CONCEPT Cited by 1 source
Index selectivity¶
Selectivity is the fraction of a table's rows that a
query predicate against an indexed column is expected to
match — expressed as COUNT(DISTINCT col) / COUNT(*),
a number between 0.0000 and 1.0000. The higher the
ratio, the more effectively the index narrows the row set,
and the more attractive it is to the query optimiser when
multiple indexes could satisfy the same query.
(Source: sources/2026-04-21-planetscale-why-isnt-mysql-using-my-index.)
Formula and intuition¶
SELECT
COUNT(DISTINCT first_name) / COUNT(*) AS first_name,
COUNT(DISTINCT state) / COUNT(*) AS state
FROM people;
Aaron Francis's worked numbers on a 491,583-row people
table:
| column | selectivity |
|---|---|
id |
1.0000 |
first_name |
0.0060 |
state |
0.0000 (rounds down from ~4 × 10⁻⁶) |
A unique index is perfectly selective by definition:
COUNT(DISTINCT id) = COUNT(*), so the ratio is 1.0000.
Why it matters to the planner¶
When two or more indexes could answer a query, the MySQL optimiser picks the more selective one:
the optimizer has decided that the
first_nameindex is the best choice because thefirst_nameindex is more selective.— Aaron Francis, Why isn't MySQL using my index?
The reasoning is mechanical: more selective index → fewer
matching rows found in the B+tree walk → fewer clustered-
index walks to fetch full rows in the
two-step secondary-index
lookup. Francis's worked EXPLAIN on WHERE first_name =
'Aaron' AND state = 'TX' picks the first_name index:
possible_keys: first_name, state, key: first_name,
rows: 180. The state index with 2 distinct values is
structurally a worse choice: rows: ~246,944 estimated when
forced via USE INDEX (state) — a ~1,370× regression.
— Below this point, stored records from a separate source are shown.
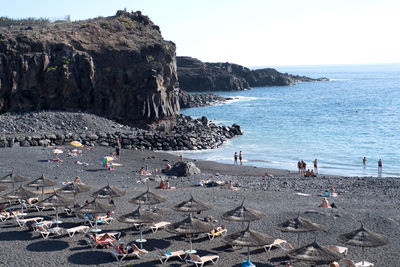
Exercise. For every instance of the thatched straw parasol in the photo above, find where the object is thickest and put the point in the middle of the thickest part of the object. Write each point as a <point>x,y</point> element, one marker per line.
<point>42,182</point>
<point>315,253</point>
<point>299,225</point>
<point>248,238</point>
<point>148,198</point>
<point>242,214</point>
<point>140,216</point>
<point>20,194</point>
<point>13,178</point>
<point>363,237</point>
<point>192,205</point>
<point>95,207</point>
<point>56,201</point>
<point>109,192</point>
<point>189,226</point>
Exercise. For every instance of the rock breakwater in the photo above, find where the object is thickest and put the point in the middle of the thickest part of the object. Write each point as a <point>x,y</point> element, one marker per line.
<point>60,128</point>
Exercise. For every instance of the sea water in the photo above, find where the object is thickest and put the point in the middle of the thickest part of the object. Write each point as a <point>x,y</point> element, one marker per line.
<point>354,115</point>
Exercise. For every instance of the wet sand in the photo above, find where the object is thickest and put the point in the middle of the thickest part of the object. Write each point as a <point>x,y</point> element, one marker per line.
<point>374,201</point>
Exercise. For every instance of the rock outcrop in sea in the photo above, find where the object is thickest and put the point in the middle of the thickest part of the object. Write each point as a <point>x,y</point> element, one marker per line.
<point>118,67</point>
<point>195,75</point>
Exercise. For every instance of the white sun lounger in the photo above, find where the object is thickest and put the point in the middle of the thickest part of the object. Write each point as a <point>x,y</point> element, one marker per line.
<point>22,222</point>
<point>55,231</point>
<point>155,226</point>
<point>341,250</point>
<point>119,256</point>
<point>199,261</point>
<point>83,229</point>
<point>164,256</point>
<point>283,244</point>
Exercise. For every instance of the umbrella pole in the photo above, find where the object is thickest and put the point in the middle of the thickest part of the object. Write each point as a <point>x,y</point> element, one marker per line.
<point>57,216</point>
<point>362,255</point>
<point>191,245</point>
<point>141,237</point>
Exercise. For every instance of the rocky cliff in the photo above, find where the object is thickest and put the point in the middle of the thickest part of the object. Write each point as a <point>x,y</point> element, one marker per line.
<point>195,75</point>
<point>118,67</point>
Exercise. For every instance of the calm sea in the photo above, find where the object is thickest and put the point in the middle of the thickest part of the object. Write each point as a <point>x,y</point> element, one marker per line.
<point>356,114</point>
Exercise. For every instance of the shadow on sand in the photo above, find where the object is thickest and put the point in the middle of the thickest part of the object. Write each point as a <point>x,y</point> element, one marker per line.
<point>91,258</point>
<point>47,245</point>
<point>15,235</point>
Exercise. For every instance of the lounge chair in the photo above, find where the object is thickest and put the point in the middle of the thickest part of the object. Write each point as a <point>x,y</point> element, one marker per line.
<point>89,219</point>
<point>164,256</point>
<point>82,228</point>
<point>283,244</point>
<point>155,226</point>
<point>199,261</point>
<point>214,233</point>
<point>47,232</point>
<point>350,263</point>
<point>22,222</point>
<point>120,255</point>
<point>94,243</point>
<point>341,250</point>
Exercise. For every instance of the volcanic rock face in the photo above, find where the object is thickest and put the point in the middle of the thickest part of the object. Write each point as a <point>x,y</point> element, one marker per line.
<point>195,75</point>
<point>118,67</point>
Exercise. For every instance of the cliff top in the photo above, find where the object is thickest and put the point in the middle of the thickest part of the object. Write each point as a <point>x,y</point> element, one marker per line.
<point>124,31</point>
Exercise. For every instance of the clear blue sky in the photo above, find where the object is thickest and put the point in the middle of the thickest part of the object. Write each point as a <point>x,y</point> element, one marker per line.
<point>253,32</point>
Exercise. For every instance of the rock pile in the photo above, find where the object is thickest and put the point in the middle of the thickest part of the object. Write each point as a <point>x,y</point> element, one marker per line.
<point>59,128</point>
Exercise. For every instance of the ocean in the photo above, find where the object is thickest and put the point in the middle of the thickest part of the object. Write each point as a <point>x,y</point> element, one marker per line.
<point>354,115</point>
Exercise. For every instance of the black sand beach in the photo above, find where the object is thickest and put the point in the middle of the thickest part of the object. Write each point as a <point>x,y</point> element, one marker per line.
<point>374,201</point>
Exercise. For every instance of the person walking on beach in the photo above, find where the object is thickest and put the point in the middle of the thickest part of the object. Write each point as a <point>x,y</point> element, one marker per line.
<point>315,166</point>
<point>118,149</point>
<point>299,166</point>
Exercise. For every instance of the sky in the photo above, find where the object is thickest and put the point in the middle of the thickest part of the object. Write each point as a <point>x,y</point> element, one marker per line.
<point>253,32</point>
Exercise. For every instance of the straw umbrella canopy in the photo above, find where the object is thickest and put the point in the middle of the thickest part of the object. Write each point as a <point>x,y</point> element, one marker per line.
<point>56,200</point>
<point>42,182</point>
<point>363,237</point>
<point>242,214</point>
<point>148,198</point>
<point>74,188</point>
<point>299,225</point>
<point>140,216</point>
<point>108,192</point>
<point>315,253</point>
<point>189,226</point>
<point>192,205</point>
<point>20,194</point>
<point>95,207</point>
<point>248,238</point>
<point>13,178</point>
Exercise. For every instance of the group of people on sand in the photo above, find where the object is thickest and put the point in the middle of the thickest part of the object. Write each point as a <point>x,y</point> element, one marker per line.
<point>302,167</point>
<point>236,156</point>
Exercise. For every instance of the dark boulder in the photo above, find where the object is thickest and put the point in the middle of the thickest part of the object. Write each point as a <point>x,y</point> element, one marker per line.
<point>185,168</point>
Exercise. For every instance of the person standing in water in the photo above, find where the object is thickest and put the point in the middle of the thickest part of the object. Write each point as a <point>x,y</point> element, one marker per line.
<point>315,166</point>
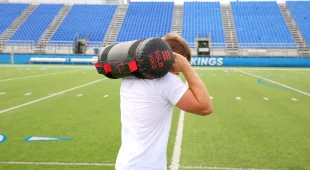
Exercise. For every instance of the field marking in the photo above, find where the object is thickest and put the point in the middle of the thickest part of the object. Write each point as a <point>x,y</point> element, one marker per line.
<point>251,69</point>
<point>50,96</point>
<point>16,78</point>
<point>112,164</point>
<point>175,163</point>
<point>294,99</point>
<point>292,71</point>
<point>220,168</point>
<point>307,94</point>
<point>47,66</point>
<point>58,163</point>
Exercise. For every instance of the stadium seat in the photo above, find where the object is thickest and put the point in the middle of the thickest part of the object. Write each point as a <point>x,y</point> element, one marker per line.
<point>86,21</point>
<point>8,13</point>
<point>261,24</point>
<point>145,20</point>
<point>35,25</point>
<point>200,19</point>
<point>301,14</point>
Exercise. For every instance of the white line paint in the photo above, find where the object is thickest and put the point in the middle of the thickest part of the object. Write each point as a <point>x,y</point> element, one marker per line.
<point>220,168</point>
<point>307,94</point>
<point>111,164</point>
<point>292,71</point>
<point>58,163</point>
<point>16,78</point>
<point>254,69</point>
<point>294,99</point>
<point>47,97</point>
<point>175,163</point>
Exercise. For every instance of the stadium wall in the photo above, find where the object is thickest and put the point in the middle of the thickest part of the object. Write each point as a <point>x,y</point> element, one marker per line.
<point>196,61</point>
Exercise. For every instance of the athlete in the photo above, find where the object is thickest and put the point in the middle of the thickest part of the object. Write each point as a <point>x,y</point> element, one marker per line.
<point>147,107</point>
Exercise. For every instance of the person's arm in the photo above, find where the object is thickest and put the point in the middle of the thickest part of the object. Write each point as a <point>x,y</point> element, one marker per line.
<point>196,99</point>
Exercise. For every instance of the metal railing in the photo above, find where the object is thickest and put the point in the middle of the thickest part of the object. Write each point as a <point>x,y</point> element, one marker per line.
<point>92,48</point>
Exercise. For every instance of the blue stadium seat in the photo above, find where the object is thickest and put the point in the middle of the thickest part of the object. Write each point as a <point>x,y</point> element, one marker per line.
<point>88,21</point>
<point>8,13</point>
<point>301,13</point>
<point>261,24</point>
<point>145,20</point>
<point>200,19</point>
<point>35,25</point>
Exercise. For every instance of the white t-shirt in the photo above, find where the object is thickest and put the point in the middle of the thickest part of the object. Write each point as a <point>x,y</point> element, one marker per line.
<point>146,113</point>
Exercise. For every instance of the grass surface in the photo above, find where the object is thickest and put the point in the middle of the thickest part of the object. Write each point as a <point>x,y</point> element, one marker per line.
<point>248,133</point>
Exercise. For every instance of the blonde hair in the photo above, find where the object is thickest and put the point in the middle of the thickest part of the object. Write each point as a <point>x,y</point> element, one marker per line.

Selectivity vs cardinality¶
Selectivity and cardinality are related but distinct:
- Cardinality is the count of distinct values —
3,009 distinct
first_names on thepeopletable. - Selectivity is the ratio — 3,009 / 491,583 = 0.0060.
Cardinality alone is misleading without knowing the table
size. "Knowing that there are 3,009 distinct values in the
first_name column is interesting, but we have no idea if
that's a relatively high or low number compared to the
whole table!" The MySQL optimiser's persistent statistics
store cardinality (see
concepts/mysql-index-statistics) and derive selectivity
from it at query-plan time.
The skew caveat¶
Average selectivity is a rule of thumb, not a guarantee.
Skewed data breaks
the model: a type column with 99% "user" + 1% "admin"
has average selectivity of ~2 distinct / N rows ≈ 0, but
is highly selective for admin queries (matching 1% of
rows) and useless for user queries (matching 99%).
Francis canonicalises the caveat verbatim:
while checking average selectivity is a good rule of thumb, pay careful attention to unevenly distributed data.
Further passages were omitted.